Go read it. Scared? You should be. Vinyarddawg puts together a college football playoff bracket using bowl eligible teams from 2009 (see below the bracket I openly scammed from Dawg Sports).
Even Stewart Mandel gets this point, as evidenced by his Twitter post about Kansas' basketball season vis a vis KState's season (h/t The Senator). The number one overall seed, winning the Big 12 and beating KState three times is irrelevant. KState making the Sweet 16 and Kansas losing to a directional school in the second round is the narrative of history for the 2009-10 basketball season. You think Boise State fans would rather lose to Navy in the second round than win the Fiesta Bowl? To play devil's advocate, how about in the first round of a 32 team bracket or Georgia Tech in the first round of a 16 team bracket?
Can't happen, you say? I don't see why not. Vinyarddawg actually put together a fair bracket (I'd put Boise State in the West, to play in the Rose Bowl and Bama in the South to play in the Sugar, but beyond that...). The thing about his methodology is that it doesn't end the reliance on the polls, as it would be in real life if we ever get to a playoff. He seeded the teams 1-25 based on the coaches poll. Since 64 teams get in, all conf champions were represented. I don't think he should have avoided power conf teams playing each other in the first round as much as he did, but hey, I didn't take the time to put this together.

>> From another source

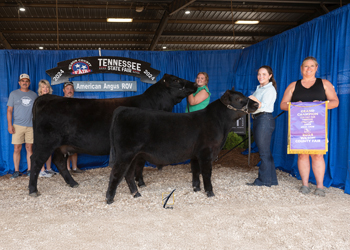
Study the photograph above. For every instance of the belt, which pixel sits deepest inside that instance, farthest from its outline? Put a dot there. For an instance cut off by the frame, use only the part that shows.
(254, 116)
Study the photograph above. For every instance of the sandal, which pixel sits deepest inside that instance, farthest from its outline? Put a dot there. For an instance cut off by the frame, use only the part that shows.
(304, 190)
(320, 192)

Finally, anyone that thinks a playoff would be ok at just 8 or 12 or 16 or 20 or 24 or 32 teams, there will always be someone else (think the NCAA and college presidents and their TV partners) making the argument that the 'possibility' exists for more great match-ups if we just add another round. By "great match-ups" they mean more money. Putting aside the slippery slope arguement, there remains one final question: How will we decide who gets those last two seats at the table, regardless of size of tournament?
Until that question gets answered, we will continue to have the same discussion about the fairness of selection process. You know, the discussion we are having about the fairness of the selection process for the current one game playoff system. My bet would be against anyone thinking the selection process for a tourney is any fairer than it is for that one game now. We'll just have more teams thinking they are eligible for their shot.